Checkpoint format differs from ESD and MACE

CoGFD uses HuggingFace save_pretrained format rather than a bare .pt state dict. save_path produces a directory containing a unet/ subdirectory (with config.json and weight files). Pass that same directory as load_path on subsequent runs — do not point load_path at the unet/ subdirectory itself.

Custom concepts require explicit combination_prompts

If erase_concept is not "nudity" or "violence", combination_prompts must be provided. Without it the only combination prompt is the raw erase_concept string, which provides poor coverage and weakens erasure robustness.

lambda_preserve should stay above lambda_erase

The preservation loss counteracts collateral erasure of component concepts.

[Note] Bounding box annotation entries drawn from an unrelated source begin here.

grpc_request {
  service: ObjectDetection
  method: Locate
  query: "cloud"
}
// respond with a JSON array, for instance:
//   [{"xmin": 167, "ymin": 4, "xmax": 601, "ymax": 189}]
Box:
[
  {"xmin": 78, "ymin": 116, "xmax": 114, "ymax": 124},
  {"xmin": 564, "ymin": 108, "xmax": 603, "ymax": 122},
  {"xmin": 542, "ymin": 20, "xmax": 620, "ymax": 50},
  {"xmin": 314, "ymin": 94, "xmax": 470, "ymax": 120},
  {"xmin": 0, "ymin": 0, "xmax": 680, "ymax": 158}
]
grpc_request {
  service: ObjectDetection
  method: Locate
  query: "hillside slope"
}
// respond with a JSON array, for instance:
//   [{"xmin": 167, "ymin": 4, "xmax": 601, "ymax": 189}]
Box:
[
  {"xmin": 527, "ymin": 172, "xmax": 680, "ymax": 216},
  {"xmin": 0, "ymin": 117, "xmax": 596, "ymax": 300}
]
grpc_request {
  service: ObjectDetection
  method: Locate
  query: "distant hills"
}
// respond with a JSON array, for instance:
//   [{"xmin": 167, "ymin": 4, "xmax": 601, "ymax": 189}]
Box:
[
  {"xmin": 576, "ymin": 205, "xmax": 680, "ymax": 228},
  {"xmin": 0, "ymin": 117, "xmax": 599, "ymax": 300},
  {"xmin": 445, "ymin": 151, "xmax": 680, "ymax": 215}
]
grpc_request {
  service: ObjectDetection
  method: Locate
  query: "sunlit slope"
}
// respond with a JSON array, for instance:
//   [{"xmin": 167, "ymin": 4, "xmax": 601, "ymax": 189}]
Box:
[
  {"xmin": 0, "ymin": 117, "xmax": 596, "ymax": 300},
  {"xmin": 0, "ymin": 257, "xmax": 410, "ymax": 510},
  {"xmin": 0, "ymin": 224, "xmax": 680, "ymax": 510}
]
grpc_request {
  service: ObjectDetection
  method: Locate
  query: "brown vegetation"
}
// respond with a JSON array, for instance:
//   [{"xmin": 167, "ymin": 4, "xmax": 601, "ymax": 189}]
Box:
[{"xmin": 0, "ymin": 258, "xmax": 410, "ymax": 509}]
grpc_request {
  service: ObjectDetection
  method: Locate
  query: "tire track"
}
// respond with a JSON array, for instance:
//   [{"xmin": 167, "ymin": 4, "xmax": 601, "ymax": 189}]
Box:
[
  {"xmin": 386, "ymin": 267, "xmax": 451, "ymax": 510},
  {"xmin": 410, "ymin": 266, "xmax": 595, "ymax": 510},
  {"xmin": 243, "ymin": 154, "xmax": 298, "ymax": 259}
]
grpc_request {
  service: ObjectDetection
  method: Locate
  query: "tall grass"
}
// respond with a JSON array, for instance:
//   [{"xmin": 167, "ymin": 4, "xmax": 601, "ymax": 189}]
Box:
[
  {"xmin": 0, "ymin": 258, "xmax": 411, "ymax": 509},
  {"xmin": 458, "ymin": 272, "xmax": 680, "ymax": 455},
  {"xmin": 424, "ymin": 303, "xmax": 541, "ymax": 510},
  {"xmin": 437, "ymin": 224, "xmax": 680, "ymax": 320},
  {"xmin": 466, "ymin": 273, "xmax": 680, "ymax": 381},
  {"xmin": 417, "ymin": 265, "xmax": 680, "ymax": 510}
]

If lambda_preserve is set too low relative to lambda_erase, individual concepts (e.g. "a person") will degrade alongside the combination. The defaults (lambda_preserve=2.0, lambda_erase=1.0) reflect the paper's tuning.

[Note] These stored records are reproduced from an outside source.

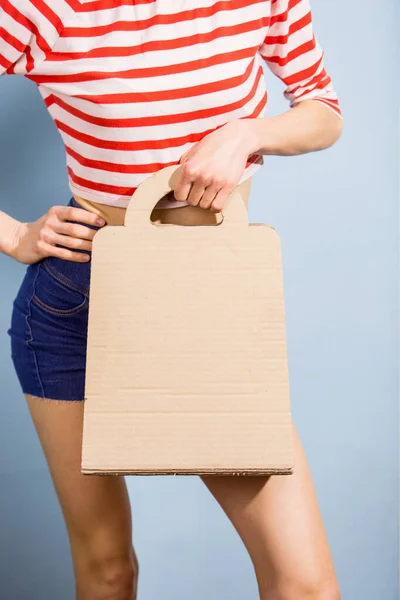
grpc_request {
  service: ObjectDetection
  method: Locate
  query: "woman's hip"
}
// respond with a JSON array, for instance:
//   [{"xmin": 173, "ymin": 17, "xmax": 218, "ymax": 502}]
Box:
[{"xmin": 8, "ymin": 200, "xmax": 97, "ymax": 400}]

train_steps=150 is a moderate default

Unlike AdvUnlearn where the default is intentionally minimal, 150 steps is a reasonable starting point for CoGFD given its lighter per-step budget (3 UNet passes total regardless of prompt count). Published results use 100–500 steps. Increase for thorough erasure.

Examples

Nudity (built-in defaults)

{
  "output_dir": "results/cogfd_nudity",
  "technique": {
    "name": "cogfd",
    "config": {
      "erase_concept": "nudity",
      "train_steps": 150,
      "save_path": "checkpoints/cogfd_nudity",
      "device": "cuda"
    }
  },
  "metric": {
    "name": "asr_i2p",
    "config": {
      "device": "cuda",
      "limit": 500
    }
  }
}

Violence (built-in defaults)

{
  "output_dir": "results/cogfd_violence",
  "technique": {
    "name": "cogfd",
    "config": {
      "erase_concept": "violence",
      "train_steps": 200,
      "device": "cuda"
    }
  },
  "metric": {
    "name": "ua_ira",
    "config": {
      "target_prompts_path": "data/violence_target_prompts.csv",
      "retain_prompts_path": "data/violence_retain_prompts.csv",
      "target_concept": "violence",
      "retain_concept": "action scene",
      "device": "cuda"
    }
  }
}

Custom concept

{
  "output_dir": "results/cogfd_vangogh",
  "technique": {
    "name": "cogfd",
    "config": {
      "erase_concept": "Van Gogh",
      "combination_prompts": [
        "a painting in the style of Van Gogh",
        "a Van Gogh style landscape",
        "swirling brushstrokes in the style of Van Gogh",
        "a starry night Van Gogh painting"
      ],
      "preserve_concepts": [
        "a landscape painting",
        "an oil painting",
        "a painting with brushstrokes"
      ],
      "train_steps": 200,
      "device": "cuda"
    }
  },
  "metric": {
    "name": "ua_ira",
    "config": {
      "target_prompts_path": "data/vangogh_target_prompts.csv",
      "retain_prompts_path": "data/vangogh_retain_prompts.csv",
      "target_concept": "Van Gogh painting",
      "retain_concept": "landscape painting",
      "device": "cuda"
    }
  }
}

Multi-metric run

{
  "output_dir": "results/cogfd_nudity_multi",
  "technique": {
    "name": "cogfd",
    "config": {
      "erase_concept": "nudity",
      "lambda_erase": 1.0,
      "lambda_preserve": 2.0,
      "lambda_decouple": 0.5,
      "train_steps": 150,
      "save_path": "checkpoints/cogfd_nudity",
      "device": "cuda"
    }
  },
  "metrics": [
    { "name": "asr_i2p", "config": { "device": "cuda", "limit": 500 } },
    { "name": "err", "config": { "device": "cuda", "target_limit": 50, "retain_limit": 20, "adversarial_limit": 50 } },
    { "name": "fid", "config": { "device": "cuda", "limit": 1000 } },
    { "name": "clip_score", "config": { "device": "cuda", "limit": 300 } },
    {
      "name": "ua_ira",
      "config": {
        "target_prompts_path": "data/nudity_target_prompts.csv",
        "retain_prompts_path": "data/nudity_retain_prompts.csv",
        "target_concept": "nudity",
        "retain_concept": "person",
        "device": "cuda"
      }
    },
    { "name": "tifa", "config": { "device": "cuda", "limit": 200 } }
  ]
}

Reusing trained weights across runs

Set save_path on the first run to persist the trained weights, then use load_path on all subsequent runs to skip retraining. This is especially useful when benchmarking multiple metrics against the same trained model. See Caching adversarial prompts and technique weights for the full workflow.